SAINT-GERVAIS, Francia — A veces siento que soy puro movimiento. Nací en Cali, Colombia, hace seis años me mudé a París y, desde hace tres, dejé la ciudad para instalarme en el campo. Ahora vivo en un pueblo de unos cientos de habitantes en la región del Vexin français, al norte de Francia.
Se podría pensar que lejos de las metrópolis, en lugares rurales como en el que estoy, una pandemia global sería apenas un rumor. Pero llegó con la fuerza del miedo, el confinamiento y la distancia social impuestas en todo el país. Durante dos meses de encierro, percibí los rastros de un mundo levemente distinto: escuché una quietud inusual y un cielo libre de aviones.
Vivir la crisis en este lugar es casi un oxímoron: me llegan noticias de dolor, horror y muerte, pero me rodean paisajes de una primavera en pleno apogeo. Todos los días escucho que ya no hay más camas en los hospitales, que los muertos se acumulan, que el virus llega con fuerza a los países más desiguales del mundo y que el panorama es desolador. Pero apenas me alejo de las pantallas, veo el verde de las hojas de los árboles y el paisaje que ha dejado atrás el invierno para dar lugar a la vida de la nueva estación, al jardín en flor, a la abeja volando.
La vida es transformación constante. Lo sé yo: de arquitecta me fui convirtiendo en land artist.
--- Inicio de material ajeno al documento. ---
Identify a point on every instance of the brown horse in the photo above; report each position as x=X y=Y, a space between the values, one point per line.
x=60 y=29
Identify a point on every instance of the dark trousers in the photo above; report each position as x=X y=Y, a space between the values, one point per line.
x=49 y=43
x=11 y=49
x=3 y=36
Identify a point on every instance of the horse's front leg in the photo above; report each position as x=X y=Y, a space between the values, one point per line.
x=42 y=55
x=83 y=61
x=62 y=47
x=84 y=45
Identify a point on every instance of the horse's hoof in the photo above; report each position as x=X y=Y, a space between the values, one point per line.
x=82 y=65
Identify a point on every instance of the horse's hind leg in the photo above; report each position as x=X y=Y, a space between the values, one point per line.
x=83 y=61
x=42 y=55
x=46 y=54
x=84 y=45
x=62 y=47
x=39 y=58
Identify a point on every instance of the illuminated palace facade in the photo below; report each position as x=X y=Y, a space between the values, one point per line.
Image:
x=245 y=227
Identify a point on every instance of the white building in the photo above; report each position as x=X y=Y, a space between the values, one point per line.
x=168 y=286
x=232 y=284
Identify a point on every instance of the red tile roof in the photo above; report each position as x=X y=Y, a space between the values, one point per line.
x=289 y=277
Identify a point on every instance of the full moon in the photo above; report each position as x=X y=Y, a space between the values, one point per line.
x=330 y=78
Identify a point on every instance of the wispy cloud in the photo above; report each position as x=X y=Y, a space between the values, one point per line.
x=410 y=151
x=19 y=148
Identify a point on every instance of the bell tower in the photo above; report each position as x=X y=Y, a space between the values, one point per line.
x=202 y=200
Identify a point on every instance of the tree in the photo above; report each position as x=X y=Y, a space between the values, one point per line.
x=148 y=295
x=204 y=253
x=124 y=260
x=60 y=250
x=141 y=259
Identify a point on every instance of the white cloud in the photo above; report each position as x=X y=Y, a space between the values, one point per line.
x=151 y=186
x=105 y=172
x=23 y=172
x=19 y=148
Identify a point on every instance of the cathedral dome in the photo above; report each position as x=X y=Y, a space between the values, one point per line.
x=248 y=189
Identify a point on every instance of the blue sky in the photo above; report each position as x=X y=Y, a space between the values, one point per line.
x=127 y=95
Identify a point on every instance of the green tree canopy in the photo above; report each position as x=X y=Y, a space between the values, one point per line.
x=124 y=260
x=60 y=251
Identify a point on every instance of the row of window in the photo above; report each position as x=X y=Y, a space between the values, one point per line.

Antoine de Saint-Exupéry escribió algo que me marcó para siempre: “La tierra nos enseña mucho más sobre nosotros mismos que todos los libros. […] Y la verdad que nos revela es universal”. Crear con y en la naturaleza es establecer un vínculo consciente y experimentar su carácter transitorio, a la vez frágil y poderoso.
Quizás por eso siempre he sentido un gran respeto por las culturas ancestrales que, a escala de sociedades, aún conservan una relación sagrada con sus territorios, con sus cuerpos y con la naturaleza como una sola unidad.
Cuando supe que la pandemia llegó a varias comunidades indígenas —en la Amazonía brasileña, en Bolivia, en Venezuela, en Colombia— quedé devastada: muchas veces ignorados por sus gobiernos, estos pueblos ancestrales han transmitido, de generación en generación, un lenguaje íntimo con la naturaleza. Si sus voces se extinguen, ¿quién va a enseñarnos ese idioma tan suyo de balance y equilibro con los ríos, las montañas, los árboles, la lluvia? ¿Quién nos enseñará el canto de las semillas que nacen al sol? ¿Cómo aprenderemos a escuchar la voz de la selva?
Ahora, aunque al otro lado del Atlántico, intento aprender ese lenguaje sutil. Cada vez estoy más convencida de que, como sociedad, debemos saber dialogar con la tierra que pisamos y saber cuidarla. Necesitamos aprender con paciencia y asombro el tiempo que toma una semilla hasta convertirse en árbol.
Por eso hice esta ofrenda que empecé desde el séptimo día del confinamiento. Hice un seguimiento fotográfico durante cincuenta días. Mientras los rastros de la ofrenda desaparecían y nuevas formas emergían, entendí un poco más ese lenguaje tan necesario. El lenguaje de la naturaleza, el del pasar del tiempo que da fruto.